Когда часом позже Павел Степанович заглянул в палату, Саша читала. Плотные шторы на окнах были задернуты, большие плафоны под потолком не горели. Лицо ее в свете зеленой лампы казалось очень бледным. Услышав, как приоткрылась дверь, она оторвалась от книги и бросила на Ситникова долгий, пристальный взгляд. Павел не подошел, остался стоять, привалившись плечом к косяку. Им вдруг овладел страх. Страх потерять эту женщину, страх очнуться и обнаружить, что события последних двух суток не более чем плод игры его уставшего ума. Не мог он вернуться в мир, где ничего нет, кроме страдания людей и одиночества, его одиночества.
От бессонной ночи и накопившейся усталости окружающее воспринималось Ситниковым как бы с запозданием, ему требовалось время, убедить себя в реальности происходящего. Когда-то, еще студентом, он читал про газ для анестезиологии на основе закиси азота. Надышавшись им, человек начинал веселиться и только потом проваливался в черноту небытия. Что-то похожее, — думал Павел Степанович, — происходит и со мной, будто и я сделал глоток и ощутил, как легко и радостно бывает жить. Остается только не потерять сознание…
Александра Николаевна, между тем, вернулась к чтению:
Кто находится между живыми,
Тому есть еще надежда…
— читала она тихо, почти шепотом. Ситников стоял, прикрыв глаза, как если бы пытался представить себя на месте пациента.
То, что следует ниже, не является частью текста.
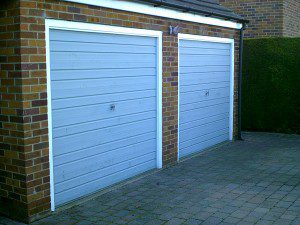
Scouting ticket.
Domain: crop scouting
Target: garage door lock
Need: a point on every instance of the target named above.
(207, 93)
(112, 107)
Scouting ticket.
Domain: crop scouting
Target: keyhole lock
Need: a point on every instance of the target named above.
(207, 93)
(112, 107)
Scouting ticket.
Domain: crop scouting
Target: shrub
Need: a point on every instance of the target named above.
(271, 85)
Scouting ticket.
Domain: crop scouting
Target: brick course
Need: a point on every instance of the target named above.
(268, 18)
(291, 19)
(24, 154)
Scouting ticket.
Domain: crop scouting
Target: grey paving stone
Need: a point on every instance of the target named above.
(253, 181)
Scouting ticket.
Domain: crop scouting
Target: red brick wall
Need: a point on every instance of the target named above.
(265, 16)
(12, 158)
(268, 18)
(291, 20)
(32, 104)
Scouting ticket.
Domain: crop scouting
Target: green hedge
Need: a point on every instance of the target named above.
(271, 85)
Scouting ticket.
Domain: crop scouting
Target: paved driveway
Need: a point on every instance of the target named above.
(256, 181)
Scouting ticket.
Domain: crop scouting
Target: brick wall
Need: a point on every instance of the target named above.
(33, 150)
(291, 19)
(265, 16)
(268, 18)
(13, 187)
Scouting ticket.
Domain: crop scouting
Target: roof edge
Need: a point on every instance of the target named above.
(149, 9)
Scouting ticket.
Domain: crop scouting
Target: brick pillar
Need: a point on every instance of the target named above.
(13, 201)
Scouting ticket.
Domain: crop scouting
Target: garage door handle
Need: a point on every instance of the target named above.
(112, 107)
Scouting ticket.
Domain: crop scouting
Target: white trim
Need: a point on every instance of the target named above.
(159, 100)
(49, 106)
(77, 26)
(216, 40)
(159, 11)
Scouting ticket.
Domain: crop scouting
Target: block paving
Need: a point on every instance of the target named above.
(255, 181)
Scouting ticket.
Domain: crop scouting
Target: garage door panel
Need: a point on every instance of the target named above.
(86, 166)
(90, 37)
(99, 64)
(204, 138)
(202, 78)
(203, 104)
(104, 73)
(195, 132)
(192, 97)
(203, 69)
(204, 60)
(202, 121)
(111, 176)
(104, 109)
(66, 46)
(207, 86)
(202, 45)
(77, 88)
(101, 111)
(205, 144)
(103, 123)
(109, 58)
(88, 100)
(97, 137)
(197, 51)
(62, 158)
(203, 113)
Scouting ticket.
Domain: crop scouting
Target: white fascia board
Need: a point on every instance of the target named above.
(159, 11)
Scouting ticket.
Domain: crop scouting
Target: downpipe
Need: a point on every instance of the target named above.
(240, 80)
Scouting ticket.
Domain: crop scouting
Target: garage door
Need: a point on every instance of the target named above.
(204, 79)
(104, 109)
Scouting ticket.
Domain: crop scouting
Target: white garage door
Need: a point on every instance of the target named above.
(205, 87)
(104, 109)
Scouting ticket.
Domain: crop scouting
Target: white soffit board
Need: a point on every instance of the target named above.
(158, 11)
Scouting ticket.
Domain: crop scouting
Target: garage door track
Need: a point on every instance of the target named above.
(255, 181)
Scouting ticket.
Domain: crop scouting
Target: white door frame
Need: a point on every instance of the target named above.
(97, 28)
(216, 40)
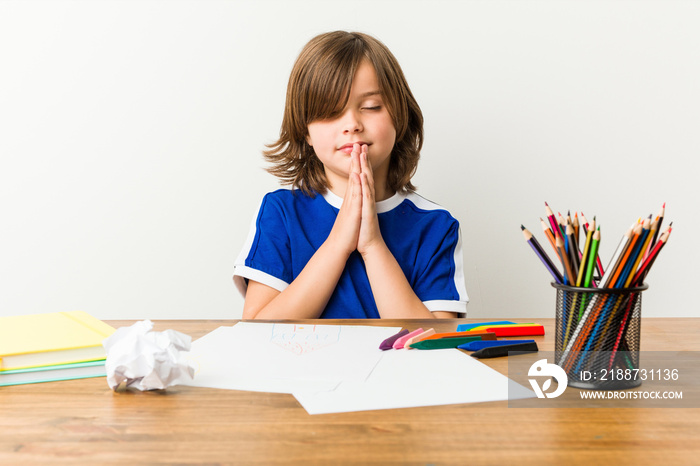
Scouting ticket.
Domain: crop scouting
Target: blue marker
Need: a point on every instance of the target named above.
(477, 345)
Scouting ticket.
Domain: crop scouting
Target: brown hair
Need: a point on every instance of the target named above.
(319, 88)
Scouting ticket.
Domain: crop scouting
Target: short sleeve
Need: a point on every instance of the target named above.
(441, 285)
(266, 254)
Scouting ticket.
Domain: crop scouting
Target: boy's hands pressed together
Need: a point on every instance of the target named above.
(370, 236)
(357, 227)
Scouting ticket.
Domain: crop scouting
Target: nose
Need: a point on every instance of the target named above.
(352, 123)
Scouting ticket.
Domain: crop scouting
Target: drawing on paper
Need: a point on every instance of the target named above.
(303, 339)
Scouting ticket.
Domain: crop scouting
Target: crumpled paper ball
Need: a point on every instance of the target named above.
(147, 360)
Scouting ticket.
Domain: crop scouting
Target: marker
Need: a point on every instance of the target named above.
(442, 343)
(389, 342)
(467, 327)
(524, 330)
(483, 335)
(477, 345)
(419, 337)
(401, 341)
(498, 351)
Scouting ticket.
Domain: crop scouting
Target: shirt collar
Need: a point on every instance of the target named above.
(382, 206)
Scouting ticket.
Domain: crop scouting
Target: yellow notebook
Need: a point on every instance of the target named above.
(55, 338)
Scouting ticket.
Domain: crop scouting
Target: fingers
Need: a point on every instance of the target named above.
(366, 168)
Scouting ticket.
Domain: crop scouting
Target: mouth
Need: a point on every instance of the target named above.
(347, 148)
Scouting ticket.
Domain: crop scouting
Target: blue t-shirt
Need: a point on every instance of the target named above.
(423, 237)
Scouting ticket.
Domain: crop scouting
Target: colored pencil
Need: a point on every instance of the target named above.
(617, 255)
(548, 233)
(595, 242)
(532, 241)
(552, 221)
(584, 260)
(561, 250)
(572, 250)
(649, 261)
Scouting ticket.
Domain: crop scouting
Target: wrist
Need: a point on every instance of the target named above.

Иди, ешь с весельем хлеб твой
И пей в радости сердца вино твое,
Когда Бог благоволит к делам твоим…
Павел Степанович вышел на цыпочках из палаты, но, прикрывая за собой дверь, успел услышать как Саша прочла:
И люби твою женщину, потому как нет
На бренной земле ничего, кроме любви!
Или это только Ситникову показалось?.. Или, как ни был мудр Еклезиаст, строк этих сын Давидов не писал?..
Но стоило профессору очутиться в коридоре, как на него обрушилась суровая действительность. Тактично ожидавшая все утро, горячка дня подхватила его и понесла. Рвали на части ординаторы, потом навалились аспиранты. Совсем потом, когда и сил не было говорить, потащили изможденного в другой корпус на консультацию. К себе Ситников вернулся выжатый, как лимон. Сашины перчатки и сумочка все так же лежали на диване.
Спустившись в буфет, Павел Степанович запасся бутербродами и, жуя на ходу, принялся готовить крепкий кофе. Пораженные зрелищем дежурные сестры наблюдали, как их профессор несет, боясь пролить, в палату большую кружку и тарелку со снедью. Все так же горела зеленая лампа. Александра Николаевна сидела, откинувшись на спинку стула, и смотрела на осунувшееся, с заострившимися чертами лицо Дорофеева. Постояв рядом, Ситников бросил взгляд на показания приборов и так же тихо удалился.
Когда Саша вошла в кабинет, уже начало смеркаться. Утомленная, с красными от слез глазами, помедлила у шкафа с книгами. Занятый правкой статьи, Павел поднялся ей навстречу. Подошел, остановился напротив. Улыбнулся, как улыбаются детям, когда хотят их успокоить. Привлек к себя, обнял, и они долго так стояли, два очень близких совершенно незнакомых человека.